Nonetheless, successful eHealth projects improved the responsiveness and cost effectiveness of our healthcare system in 2009. The Ontario Auditor General and the Auditor General of Canada strongly re-affirmed the importance of implementing eHealth. And the associations representing doctors, nurses and pharmacists publicly emphasized how important it is for the future of our healthcare system to get on with the job of eHealth.
Now, with a fresh decade upon us, it is time to turn our heads 180 degrees, shifting our focus onto what lessons we have learned from this past year, and how these lessons will educate how the industry thinks and operates.

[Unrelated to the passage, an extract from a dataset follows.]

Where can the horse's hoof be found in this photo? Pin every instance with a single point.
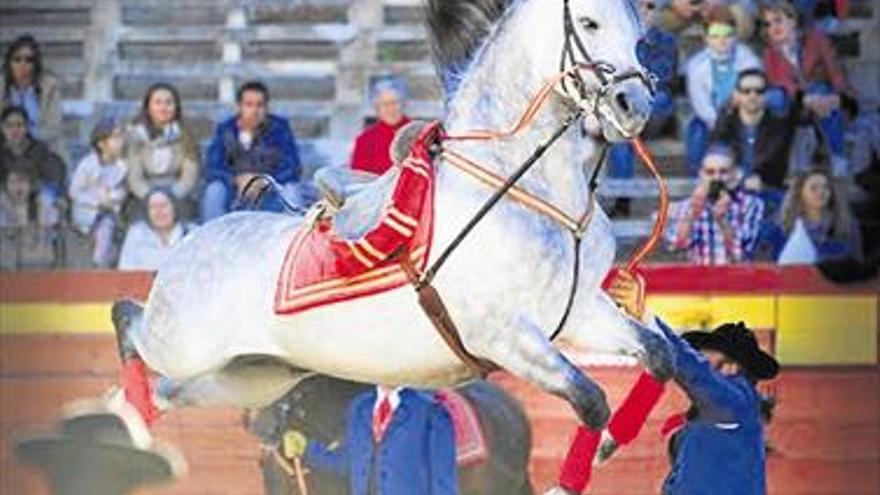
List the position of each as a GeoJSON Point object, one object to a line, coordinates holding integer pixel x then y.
{"type": "Point", "coordinates": [657, 357]}
{"type": "Point", "coordinates": [123, 315]}
{"type": "Point", "coordinates": [558, 490]}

Looking ahead, I see a variety of countries placing the digital economy at the heart of economic and social strategies, and I am glad that our federal government has agreed that Canada should do so as well. I am looking forward to those strategies, and hope to hear more about them during both the Speech from the Throne and the Budget Speech, this coming March.
Finally, I would like to note that Canada will be hosting the G8 and the G20 in June of this year, and we expect a number of countries to come to the table with this notion, that ICT and the digital economy is core to the future of the global economy. Notably, Europe had their i2010 strategy, which will be updated to i2015, so I would expect Europe to promote the concept of ICT as foundational to a strong global economy, and I am certainly counting on our Canadian government to do the same.